A série se passou entre 2007 e 2010 e é a minha favorita entre muitas que já vi, principalmente para quem gosta da história da monarquia e da Inglaterra.

Vamos ao que interessa? Vou montar o post por tópicos.



Vou gostar dessa série?

Se você gosta de história, filmes e séries de época, de romance, intrigas políticas, um pouquinho de drama, tudo regado com cenas picantes, daquelas que você não assistiria ao lado do seu pai. Você vai gostar.



Do que trata a série?

É a história do lendário rei da Inglaterra Henrique VIII, famoso por seus inúmeros casamentos, por esposas decapitadas, por ter rompido com a igreja católica e fundado sua própria religião - para se divorciar de sua primeira esposa e viver todas as suas aventuras.



São quantas temporadas?

São quatro temporadas.



Primeira temporada

A primeira apresenta o rei já casado com a rainha Catarina e pai de sua primogênita Maria – depois conhecida como Blood Mary – nessa temporada o rei é apresentado como um homem jovem vigoroso, esportista, muito sedutor e conquistador...
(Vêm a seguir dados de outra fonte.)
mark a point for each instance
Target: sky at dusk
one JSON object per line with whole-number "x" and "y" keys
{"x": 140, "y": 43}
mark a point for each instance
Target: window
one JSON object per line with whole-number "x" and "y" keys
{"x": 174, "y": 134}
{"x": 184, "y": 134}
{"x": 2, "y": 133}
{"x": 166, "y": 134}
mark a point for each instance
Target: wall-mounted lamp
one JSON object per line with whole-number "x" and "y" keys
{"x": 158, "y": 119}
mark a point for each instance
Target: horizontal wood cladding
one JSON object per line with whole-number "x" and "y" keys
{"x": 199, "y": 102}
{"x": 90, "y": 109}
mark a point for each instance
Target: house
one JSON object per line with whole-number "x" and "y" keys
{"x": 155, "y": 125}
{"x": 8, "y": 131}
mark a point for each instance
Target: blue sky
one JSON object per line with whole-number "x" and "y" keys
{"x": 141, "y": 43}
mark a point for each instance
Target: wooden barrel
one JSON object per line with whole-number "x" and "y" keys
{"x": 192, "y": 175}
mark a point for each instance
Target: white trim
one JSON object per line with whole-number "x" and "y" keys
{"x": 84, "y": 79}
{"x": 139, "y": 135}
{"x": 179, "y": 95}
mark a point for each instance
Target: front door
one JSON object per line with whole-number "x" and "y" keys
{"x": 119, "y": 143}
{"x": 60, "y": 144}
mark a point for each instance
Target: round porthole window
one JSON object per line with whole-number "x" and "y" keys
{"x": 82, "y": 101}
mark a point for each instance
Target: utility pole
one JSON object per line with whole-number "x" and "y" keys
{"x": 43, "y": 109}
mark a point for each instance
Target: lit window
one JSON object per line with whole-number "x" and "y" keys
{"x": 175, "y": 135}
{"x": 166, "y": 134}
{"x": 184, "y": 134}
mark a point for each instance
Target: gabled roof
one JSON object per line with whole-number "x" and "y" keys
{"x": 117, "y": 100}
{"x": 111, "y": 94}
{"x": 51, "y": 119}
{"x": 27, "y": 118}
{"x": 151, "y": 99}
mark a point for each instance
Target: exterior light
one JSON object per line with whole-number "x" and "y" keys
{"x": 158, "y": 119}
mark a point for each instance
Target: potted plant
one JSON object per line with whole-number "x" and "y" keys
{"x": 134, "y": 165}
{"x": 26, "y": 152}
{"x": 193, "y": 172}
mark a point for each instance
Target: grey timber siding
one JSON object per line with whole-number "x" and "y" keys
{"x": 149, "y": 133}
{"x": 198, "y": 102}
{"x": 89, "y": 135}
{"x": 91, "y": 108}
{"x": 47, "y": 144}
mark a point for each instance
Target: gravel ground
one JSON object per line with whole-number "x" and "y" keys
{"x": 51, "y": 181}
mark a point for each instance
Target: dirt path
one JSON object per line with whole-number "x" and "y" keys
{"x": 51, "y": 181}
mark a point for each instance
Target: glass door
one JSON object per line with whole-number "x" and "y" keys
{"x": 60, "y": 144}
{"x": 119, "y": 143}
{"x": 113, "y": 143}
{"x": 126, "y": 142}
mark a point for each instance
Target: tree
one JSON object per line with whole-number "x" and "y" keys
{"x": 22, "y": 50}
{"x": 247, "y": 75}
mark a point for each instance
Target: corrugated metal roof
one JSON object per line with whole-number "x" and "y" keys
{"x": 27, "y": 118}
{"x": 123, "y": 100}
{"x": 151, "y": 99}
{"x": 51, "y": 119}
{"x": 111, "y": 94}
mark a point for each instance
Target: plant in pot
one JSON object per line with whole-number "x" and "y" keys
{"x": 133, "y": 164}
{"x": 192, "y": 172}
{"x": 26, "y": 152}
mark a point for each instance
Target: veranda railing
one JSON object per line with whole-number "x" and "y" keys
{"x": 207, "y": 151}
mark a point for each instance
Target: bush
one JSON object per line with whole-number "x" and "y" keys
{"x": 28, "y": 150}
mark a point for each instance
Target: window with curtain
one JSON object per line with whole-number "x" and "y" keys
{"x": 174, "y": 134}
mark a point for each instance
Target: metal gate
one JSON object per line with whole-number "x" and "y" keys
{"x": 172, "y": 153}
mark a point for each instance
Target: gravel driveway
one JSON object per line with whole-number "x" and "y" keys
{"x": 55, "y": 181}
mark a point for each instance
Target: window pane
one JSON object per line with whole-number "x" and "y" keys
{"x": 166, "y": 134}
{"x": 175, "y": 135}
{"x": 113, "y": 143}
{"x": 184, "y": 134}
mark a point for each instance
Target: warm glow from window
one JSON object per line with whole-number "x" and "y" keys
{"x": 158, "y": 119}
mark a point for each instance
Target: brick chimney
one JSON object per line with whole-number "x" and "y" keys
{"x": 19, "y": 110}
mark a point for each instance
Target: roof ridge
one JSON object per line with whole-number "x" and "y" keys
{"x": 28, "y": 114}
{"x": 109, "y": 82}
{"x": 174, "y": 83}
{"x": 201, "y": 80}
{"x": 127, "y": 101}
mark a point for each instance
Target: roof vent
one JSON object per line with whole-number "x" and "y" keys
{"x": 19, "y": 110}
É na primeira temporada que somos apresentados a Ana Bolena a mulher que enlouqueceu o rei de tanta paixão e o fez solicitar a anulação de seu casamento com a rainha Catarina, mesmo tendo vivido anos ao lado dela e tendo uma filha, fruto dessa união, o rei achava que o casamento não foi válido.



Segunda temporada

Na segunda temporada vemos a ascensão de Ana Bolena, todo o jogo político por trás dessa união, as inúmeras tentativas de Ana dar um herdeiro ao rei e a sua queda.

Nessa segunda temporada odiei Ana e sofri com ela.
 

Terceira temporada

Já na terceira vemos um rei mais cansado, sem o vigor inicial devido uma queda que o deixou manco e com uma ferida que nunca cicatriza. Nessa temporada tem o casamento com Jane Seymour que deu ao rei seu único filho homem e Ana Cleves – Joss Stone – finalizando com o romance e casamento com a jovem Catarina Howard.
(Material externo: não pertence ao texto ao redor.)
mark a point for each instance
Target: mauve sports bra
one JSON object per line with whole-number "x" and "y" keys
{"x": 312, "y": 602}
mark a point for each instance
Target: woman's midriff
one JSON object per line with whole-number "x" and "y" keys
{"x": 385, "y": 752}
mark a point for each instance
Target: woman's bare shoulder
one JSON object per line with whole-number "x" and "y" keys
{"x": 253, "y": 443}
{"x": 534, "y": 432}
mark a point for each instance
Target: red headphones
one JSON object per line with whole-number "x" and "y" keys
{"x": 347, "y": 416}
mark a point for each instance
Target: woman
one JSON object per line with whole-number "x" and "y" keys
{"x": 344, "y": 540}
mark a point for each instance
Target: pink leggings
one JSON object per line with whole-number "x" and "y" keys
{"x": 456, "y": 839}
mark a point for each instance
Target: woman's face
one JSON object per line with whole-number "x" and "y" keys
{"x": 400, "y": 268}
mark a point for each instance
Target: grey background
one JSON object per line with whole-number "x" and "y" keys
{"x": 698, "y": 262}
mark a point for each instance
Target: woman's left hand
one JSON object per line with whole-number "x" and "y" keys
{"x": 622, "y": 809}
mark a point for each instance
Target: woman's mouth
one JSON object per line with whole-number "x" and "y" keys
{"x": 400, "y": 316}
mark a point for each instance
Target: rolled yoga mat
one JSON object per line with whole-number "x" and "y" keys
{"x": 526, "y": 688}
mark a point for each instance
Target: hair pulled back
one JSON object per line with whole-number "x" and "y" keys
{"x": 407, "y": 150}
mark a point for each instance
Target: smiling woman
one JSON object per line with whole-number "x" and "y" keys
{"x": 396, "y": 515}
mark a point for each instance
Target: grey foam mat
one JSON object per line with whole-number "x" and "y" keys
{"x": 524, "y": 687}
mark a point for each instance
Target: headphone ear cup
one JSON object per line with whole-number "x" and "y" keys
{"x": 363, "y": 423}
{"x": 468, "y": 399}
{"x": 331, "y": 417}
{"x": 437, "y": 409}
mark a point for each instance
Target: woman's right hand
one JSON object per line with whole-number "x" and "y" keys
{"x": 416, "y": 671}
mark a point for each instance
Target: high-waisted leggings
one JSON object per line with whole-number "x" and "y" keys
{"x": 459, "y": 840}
É nessa temporada que conhecemos o lado mais cruel do rei.



Quarta temporada

Na quarta e última temporada, vamos aos dois últimos casamentos do rei – o fim trágico do casamento com a rainha Catarina Howard e sua última esposa Catarina Parr.

Somos apresentados às princesas já crescidas – Maria e Elizabeth, essa última, filha de Ana Bolena e que iria reinar por anos encerrando a linhagem dos Tudors na Inglaterra.



A série segue fielmente os acontecimentos históricos?

Não, entretanto a linha mestre sobre o rei é muito fiel, os maiores desvios estão nos personagens adicionais. Alguns se misturam e outros não existiram, mas é possível conhecer e apreciar a história do rei Henrique VIII, por meio dessa versão romanceada para a tv.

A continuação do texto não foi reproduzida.